Constructing Dual Schottky Junctions for High-Performance Zinc Anode

Abstract

Aqueous zinc ion batteries provide new solutions for achieving environmentally friendly and safe energy storage devices. Unfortunately, the further application is hampered by the growth of zinc dendrites caused by uneven zinc deposition, hydrogen evolution and other side interfacial reactions at the zinc anode. Herein, a multifunctional Bi-Bi₂O₃ hybrid artificial interface layer is constructed on the surface of the zinc anode using an in situ conversion reaction.
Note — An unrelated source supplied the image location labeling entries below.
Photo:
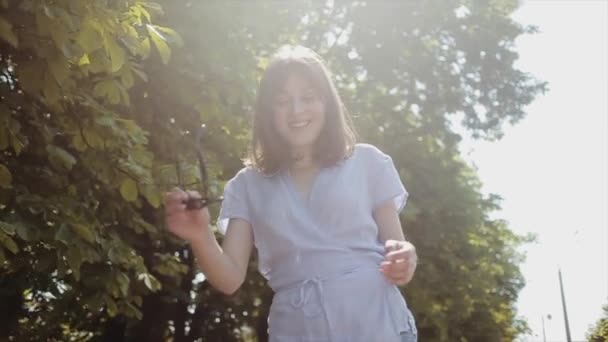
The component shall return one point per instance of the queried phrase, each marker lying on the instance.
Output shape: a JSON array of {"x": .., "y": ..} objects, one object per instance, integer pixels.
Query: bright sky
[{"x": 552, "y": 167}]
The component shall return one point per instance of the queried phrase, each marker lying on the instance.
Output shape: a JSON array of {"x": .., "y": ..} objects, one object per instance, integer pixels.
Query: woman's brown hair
[{"x": 268, "y": 152}]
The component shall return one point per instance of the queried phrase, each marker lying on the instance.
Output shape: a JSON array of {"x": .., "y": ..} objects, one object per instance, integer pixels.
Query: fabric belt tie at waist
[{"x": 305, "y": 292}]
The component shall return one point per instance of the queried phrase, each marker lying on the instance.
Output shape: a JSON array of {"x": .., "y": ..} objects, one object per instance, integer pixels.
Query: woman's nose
[{"x": 298, "y": 106}]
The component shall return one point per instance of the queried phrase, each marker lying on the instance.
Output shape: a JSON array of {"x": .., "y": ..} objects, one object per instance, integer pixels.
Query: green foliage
[
  {"x": 599, "y": 332},
  {"x": 97, "y": 102}
]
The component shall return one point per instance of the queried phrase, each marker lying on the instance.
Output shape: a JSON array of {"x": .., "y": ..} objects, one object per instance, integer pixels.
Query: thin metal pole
[
  {"x": 561, "y": 287},
  {"x": 544, "y": 336}
]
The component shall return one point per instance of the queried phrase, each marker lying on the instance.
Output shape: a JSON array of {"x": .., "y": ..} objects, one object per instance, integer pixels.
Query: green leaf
[
  {"x": 8, "y": 243},
  {"x": 111, "y": 306},
  {"x": 7, "y": 34},
  {"x": 59, "y": 69},
  {"x": 5, "y": 177},
  {"x": 84, "y": 231},
  {"x": 51, "y": 88},
  {"x": 29, "y": 75},
  {"x": 78, "y": 143},
  {"x": 88, "y": 37},
  {"x": 7, "y": 228},
  {"x": 151, "y": 194},
  {"x": 141, "y": 74},
  {"x": 160, "y": 42},
  {"x": 117, "y": 54},
  {"x": 128, "y": 190},
  {"x": 123, "y": 282},
  {"x": 25, "y": 232},
  {"x": 84, "y": 60},
  {"x": 60, "y": 158},
  {"x": 150, "y": 281},
  {"x": 92, "y": 137},
  {"x": 3, "y": 136},
  {"x": 64, "y": 234},
  {"x": 74, "y": 259}
]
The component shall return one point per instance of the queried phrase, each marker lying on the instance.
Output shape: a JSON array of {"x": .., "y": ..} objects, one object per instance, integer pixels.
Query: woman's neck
[{"x": 302, "y": 160}]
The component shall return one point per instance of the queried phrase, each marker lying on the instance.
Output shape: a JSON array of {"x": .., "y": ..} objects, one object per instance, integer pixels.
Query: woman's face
[{"x": 299, "y": 113}]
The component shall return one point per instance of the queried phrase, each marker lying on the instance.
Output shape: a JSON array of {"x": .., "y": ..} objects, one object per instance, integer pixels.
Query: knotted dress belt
[{"x": 306, "y": 287}]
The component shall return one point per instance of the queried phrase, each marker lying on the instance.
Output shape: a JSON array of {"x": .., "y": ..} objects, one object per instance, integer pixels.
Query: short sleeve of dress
[
  {"x": 235, "y": 204},
  {"x": 384, "y": 181}
]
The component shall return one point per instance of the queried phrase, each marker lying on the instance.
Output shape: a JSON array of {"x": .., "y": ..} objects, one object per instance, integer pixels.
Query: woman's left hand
[{"x": 399, "y": 262}]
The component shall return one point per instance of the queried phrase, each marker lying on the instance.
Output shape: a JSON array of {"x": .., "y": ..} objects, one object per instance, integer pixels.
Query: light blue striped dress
[{"x": 321, "y": 254}]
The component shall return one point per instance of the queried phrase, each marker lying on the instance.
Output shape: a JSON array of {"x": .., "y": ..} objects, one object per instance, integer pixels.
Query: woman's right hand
[{"x": 186, "y": 224}]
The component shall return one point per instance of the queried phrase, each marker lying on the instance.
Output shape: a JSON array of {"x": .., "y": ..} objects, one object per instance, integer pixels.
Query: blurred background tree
[
  {"x": 99, "y": 100},
  {"x": 599, "y": 331}
]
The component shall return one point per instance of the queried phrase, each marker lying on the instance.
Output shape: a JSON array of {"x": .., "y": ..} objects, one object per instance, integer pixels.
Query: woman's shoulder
[{"x": 367, "y": 151}]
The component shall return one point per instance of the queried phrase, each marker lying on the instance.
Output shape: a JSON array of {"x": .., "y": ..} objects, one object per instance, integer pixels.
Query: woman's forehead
[{"x": 297, "y": 82}]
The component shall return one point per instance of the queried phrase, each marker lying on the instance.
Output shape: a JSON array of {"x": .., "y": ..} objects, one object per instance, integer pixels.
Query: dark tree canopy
[{"x": 99, "y": 100}]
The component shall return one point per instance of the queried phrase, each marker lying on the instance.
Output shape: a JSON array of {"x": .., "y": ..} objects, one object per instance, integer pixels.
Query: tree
[
  {"x": 99, "y": 102},
  {"x": 599, "y": 332}
]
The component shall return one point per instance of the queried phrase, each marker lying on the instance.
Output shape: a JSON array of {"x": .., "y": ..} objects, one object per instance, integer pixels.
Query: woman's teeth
[{"x": 299, "y": 124}]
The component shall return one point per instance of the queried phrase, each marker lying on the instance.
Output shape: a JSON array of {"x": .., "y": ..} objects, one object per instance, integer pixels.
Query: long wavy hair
[{"x": 268, "y": 151}]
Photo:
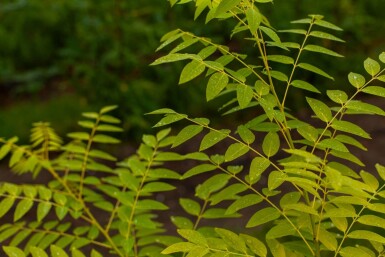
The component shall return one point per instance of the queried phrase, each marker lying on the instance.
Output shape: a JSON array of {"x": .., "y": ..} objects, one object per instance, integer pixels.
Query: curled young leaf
[
  {"x": 356, "y": 80},
  {"x": 371, "y": 66}
]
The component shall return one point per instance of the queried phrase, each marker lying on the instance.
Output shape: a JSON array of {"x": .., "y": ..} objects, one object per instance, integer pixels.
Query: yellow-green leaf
[
  {"x": 356, "y": 80},
  {"x": 12, "y": 251},
  {"x": 304, "y": 85},
  {"x": 235, "y": 151},
  {"x": 321, "y": 110},
  {"x": 320, "y": 49},
  {"x": 192, "y": 70},
  {"x": 263, "y": 216},
  {"x": 217, "y": 82},
  {"x": 170, "y": 118},
  {"x": 22, "y": 208},
  {"x": 271, "y": 144},
  {"x": 367, "y": 235},
  {"x": 314, "y": 69},
  {"x": 244, "y": 95},
  {"x": 371, "y": 66},
  {"x": 186, "y": 134}
]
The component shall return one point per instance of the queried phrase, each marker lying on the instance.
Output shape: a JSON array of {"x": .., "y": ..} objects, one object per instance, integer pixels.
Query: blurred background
[{"x": 59, "y": 58}]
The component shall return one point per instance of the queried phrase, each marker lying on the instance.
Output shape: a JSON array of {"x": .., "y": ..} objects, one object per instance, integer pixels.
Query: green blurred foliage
[{"x": 101, "y": 49}]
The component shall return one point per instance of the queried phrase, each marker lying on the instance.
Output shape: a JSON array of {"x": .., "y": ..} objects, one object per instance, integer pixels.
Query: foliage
[
  {"x": 90, "y": 47},
  {"x": 302, "y": 193}
]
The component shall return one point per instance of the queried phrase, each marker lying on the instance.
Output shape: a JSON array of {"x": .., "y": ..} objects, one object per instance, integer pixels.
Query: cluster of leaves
[
  {"x": 303, "y": 186},
  {"x": 87, "y": 203},
  {"x": 330, "y": 208}
]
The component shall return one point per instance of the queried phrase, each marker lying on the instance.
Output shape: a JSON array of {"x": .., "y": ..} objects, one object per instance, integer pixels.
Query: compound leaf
[
  {"x": 263, "y": 216},
  {"x": 192, "y": 70}
]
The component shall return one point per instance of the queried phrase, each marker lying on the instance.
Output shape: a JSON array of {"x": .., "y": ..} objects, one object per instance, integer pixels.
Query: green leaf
[
  {"x": 382, "y": 57},
  {"x": 193, "y": 236},
  {"x": 188, "y": 42},
  {"x": 77, "y": 253},
  {"x": 321, "y": 110},
  {"x": 278, "y": 75},
  {"x": 368, "y": 235},
  {"x": 320, "y": 49},
  {"x": 79, "y": 135},
  {"x": 324, "y": 35},
  {"x": 104, "y": 139},
  {"x": 276, "y": 178},
  {"x": 330, "y": 143},
  {"x": 235, "y": 151},
  {"x": 244, "y": 95},
  {"x": 255, "y": 245},
  {"x": 356, "y": 80},
  {"x": 314, "y": 69},
  {"x": 309, "y": 157},
  {"x": 347, "y": 156},
  {"x": 263, "y": 216},
  {"x": 16, "y": 156},
  {"x": 280, "y": 59},
  {"x": 228, "y": 193},
  {"x": 271, "y": 144},
  {"x": 369, "y": 180},
  {"x": 253, "y": 18},
  {"x": 57, "y": 251},
  {"x": 351, "y": 141},
  {"x": 261, "y": 88},
  {"x": 308, "y": 132},
  {"x": 380, "y": 169},
  {"x": 108, "y": 128},
  {"x": 232, "y": 239},
  {"x": 190, "y": 206},
  {"x": 42, "y": 210},
  {"x": 173, "y": 57},
  {"x": 381, "y": 78},
  {"x": 304, "y": 85},
  {"x": 22, "y": 208},
  {"x": 217, "y": 82},
  {"x": 244, "y": 202},
  {"x": 327, "y": 239},
  {"x": 192, "y": 70},
  {"x": 202, "y": 168},
  {"x": 5, "y": 205},
  {"x": 37, "y": 252},
  {"x": 354, "y": 252},
  {"x": 170, "y": 118},
  {"x": 186, "y": 134},
  {"x": 362, "y": 107},
  {"x": 212, "y": 138},
  {"x": 206, "y": 52},
  {"x": 182, "y": 222},
  {"x": 4, "y": 150},
  {"x": 225, "y": 6},
  {"x": 95, "y": 253},
  {"x": 270, "y": 33},
  {"x": 374, "y": 90},
  {"x": 109, "y": 119},
  {"x": 337, "y": 96},
  {"x": 327, "y": 24},
  {"x": 371, "y": 66},
  {"x": 212, "y": 185},
  {"x": 157, "y": 187},
  {"x": 301, "y": 207},
  {"x": 12, "y": 251},
  {"x": 247, "y": 136},
  {"x": 372, "y": 220},
  {"x": 280, "y": 230},
  {"x": 179, "y": 247}
]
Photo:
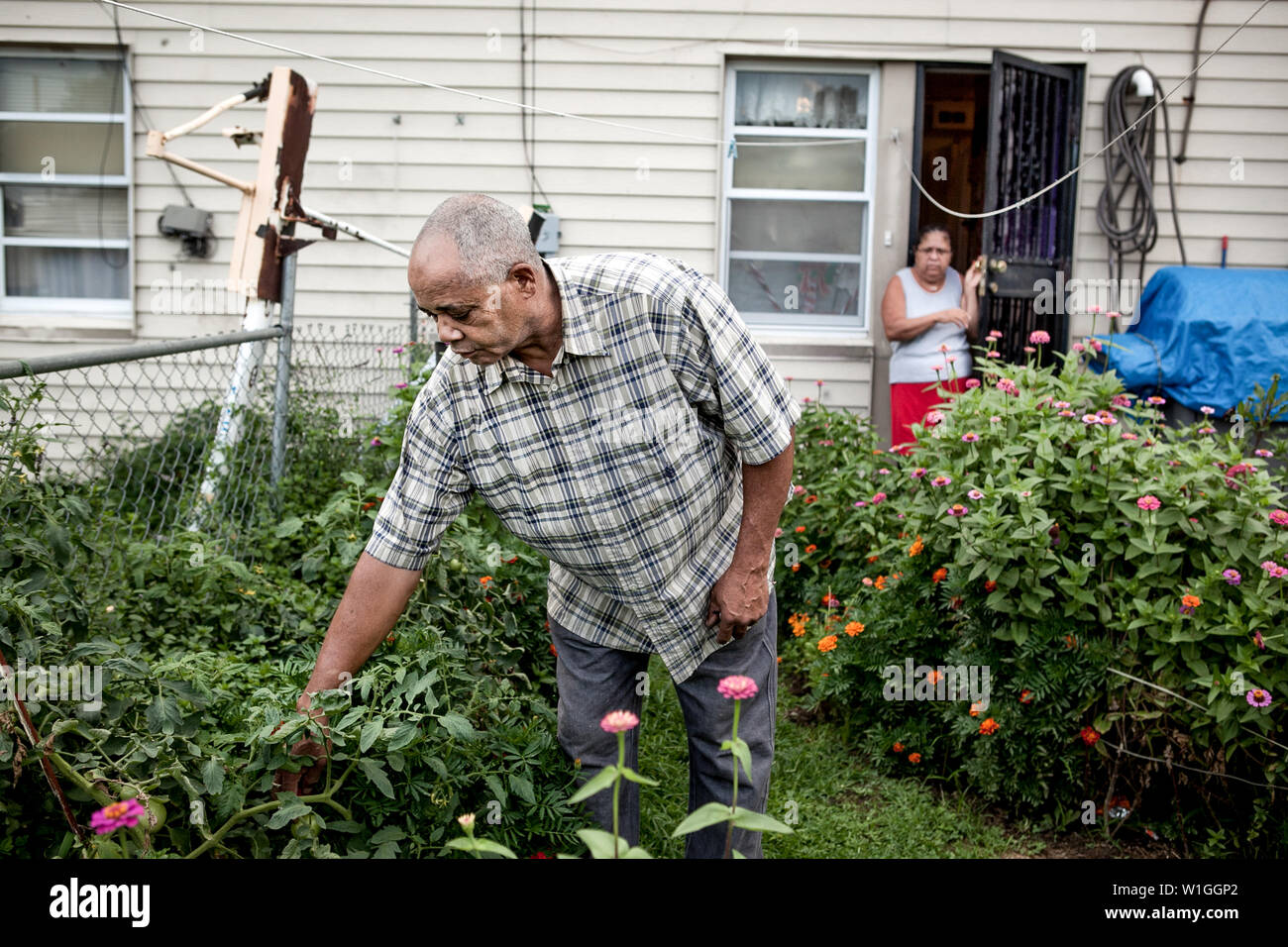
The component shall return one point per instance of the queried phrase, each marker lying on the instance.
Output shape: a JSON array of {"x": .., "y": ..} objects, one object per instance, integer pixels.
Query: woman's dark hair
[{"x": 932, "y": 228}]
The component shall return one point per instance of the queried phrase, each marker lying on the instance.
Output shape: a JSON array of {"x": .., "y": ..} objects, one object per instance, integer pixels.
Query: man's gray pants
[{"x": 595, "y": 680}]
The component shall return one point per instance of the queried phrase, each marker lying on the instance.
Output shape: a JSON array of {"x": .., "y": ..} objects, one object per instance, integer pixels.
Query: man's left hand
[{"x": 738, "y": 600}]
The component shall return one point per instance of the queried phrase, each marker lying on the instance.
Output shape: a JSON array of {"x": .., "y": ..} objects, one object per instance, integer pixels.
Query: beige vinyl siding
[{"x": 657, "y": 64}]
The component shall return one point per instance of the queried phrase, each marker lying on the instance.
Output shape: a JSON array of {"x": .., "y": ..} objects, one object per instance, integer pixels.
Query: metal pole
[{"x": 283, "y": 371}]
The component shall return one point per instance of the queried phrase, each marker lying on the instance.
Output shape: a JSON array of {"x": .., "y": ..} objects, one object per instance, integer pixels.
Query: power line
[
  {"x": 1108, "y": 146},
  {"x": 700, "y": 140}
]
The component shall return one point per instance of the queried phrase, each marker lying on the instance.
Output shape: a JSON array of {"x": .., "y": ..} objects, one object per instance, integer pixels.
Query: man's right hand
[{"x": 305, "y": 781}]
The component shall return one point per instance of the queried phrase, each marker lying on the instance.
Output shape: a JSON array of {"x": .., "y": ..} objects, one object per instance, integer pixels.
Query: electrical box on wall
[{"x": 544, "y": 228}]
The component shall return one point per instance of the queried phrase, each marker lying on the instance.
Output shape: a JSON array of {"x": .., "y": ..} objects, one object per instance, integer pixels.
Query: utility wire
[{"x": 679, "y": 134}]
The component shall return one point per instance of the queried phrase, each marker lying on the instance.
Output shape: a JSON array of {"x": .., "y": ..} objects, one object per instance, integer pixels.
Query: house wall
[{"x": 661, "y": 65}]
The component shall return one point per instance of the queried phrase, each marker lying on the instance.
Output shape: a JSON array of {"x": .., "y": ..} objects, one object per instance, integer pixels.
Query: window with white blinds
[
  {"x": 64, "y": 235},
  {"x": 799, "y": 195}
]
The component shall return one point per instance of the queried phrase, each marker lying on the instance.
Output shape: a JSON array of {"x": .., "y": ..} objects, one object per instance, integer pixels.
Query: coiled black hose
[{"x": 1132, "y": 159}]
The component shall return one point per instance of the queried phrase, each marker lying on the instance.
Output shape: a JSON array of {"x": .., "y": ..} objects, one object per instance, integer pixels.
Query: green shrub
[{"x": 1087, "y": 633}]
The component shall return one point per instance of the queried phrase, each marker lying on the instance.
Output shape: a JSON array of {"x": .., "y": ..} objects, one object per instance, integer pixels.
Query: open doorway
[
  {"x": 953, "y": 144},
  {"x": 991, "y": 137}
]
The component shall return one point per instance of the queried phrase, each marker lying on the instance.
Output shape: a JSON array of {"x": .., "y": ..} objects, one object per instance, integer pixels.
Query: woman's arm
[{"x": 900, "y": 328}]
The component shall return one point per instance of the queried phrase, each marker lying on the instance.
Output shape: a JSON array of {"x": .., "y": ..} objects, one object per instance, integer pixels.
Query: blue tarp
[{"x": 1206, "y": 335}]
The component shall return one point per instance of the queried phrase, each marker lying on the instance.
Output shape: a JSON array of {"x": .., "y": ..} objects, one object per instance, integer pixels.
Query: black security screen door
[{"x": 1034, "y": 115}]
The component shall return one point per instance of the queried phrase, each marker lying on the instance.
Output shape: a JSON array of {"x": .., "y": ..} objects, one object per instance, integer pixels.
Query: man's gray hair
[{"x": 489, "y": 237}]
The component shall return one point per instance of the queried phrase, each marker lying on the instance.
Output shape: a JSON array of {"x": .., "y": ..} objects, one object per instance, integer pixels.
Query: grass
[{"x": 842, "y": 806}]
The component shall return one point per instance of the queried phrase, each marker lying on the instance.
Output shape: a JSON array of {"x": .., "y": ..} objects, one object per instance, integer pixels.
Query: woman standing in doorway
[{"x": 926, "y": 309}]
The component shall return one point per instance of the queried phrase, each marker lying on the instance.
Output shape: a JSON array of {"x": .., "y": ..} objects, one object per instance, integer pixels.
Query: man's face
[{"x": 481, "y": 324}]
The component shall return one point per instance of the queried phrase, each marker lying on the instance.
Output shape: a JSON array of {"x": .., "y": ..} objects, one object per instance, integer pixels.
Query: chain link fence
[{"x": 134, "y": 429}]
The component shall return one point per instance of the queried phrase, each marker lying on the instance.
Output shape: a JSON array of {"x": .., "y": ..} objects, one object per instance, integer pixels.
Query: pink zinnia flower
[
  {"x": 116, "y": 815},
  {"x": 618, "y": 720},
  {"x": 738, "y": 686}
]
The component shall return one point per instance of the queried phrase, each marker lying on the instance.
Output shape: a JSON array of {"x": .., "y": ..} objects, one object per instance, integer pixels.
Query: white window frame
[
  {"x": 69, "y": 313},
  {"x": 846, "y": 326}
]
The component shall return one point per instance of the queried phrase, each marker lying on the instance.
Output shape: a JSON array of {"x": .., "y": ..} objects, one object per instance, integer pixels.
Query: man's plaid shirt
[{"x": 625, "y": 468}]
Among them, the Bi-Bi₂O₃ Schottky structure not only significantly accelerates the migration of Zn²⁺ through its built-in electric field, but also effectively improves the hydrogen evolution barrier (ΔG_H*), thereby suppressing side reactions. Moreover, the Schottky contact formed between the interface layer and the metal zinc interface also regulates the electronic distribution state on the zinc surface and optimizes the deposition process of Zn²⁺, ensuring a more uniform and orderly zinc deposition process. Based on the synergistic effect of dual Schottky junctions, symmetric batteries achieve stable cycling for 2000 h under the conditions of 1.0 mA cm⁻² and 1.0 mAh cm⁻². The full cell assembled with α-MnO₂ as the cathode maintains capacity of 112.7 mAh g⁻¹ after 1000 cycles at 1 A g⁻¹ with a capacity retention rate of 84%.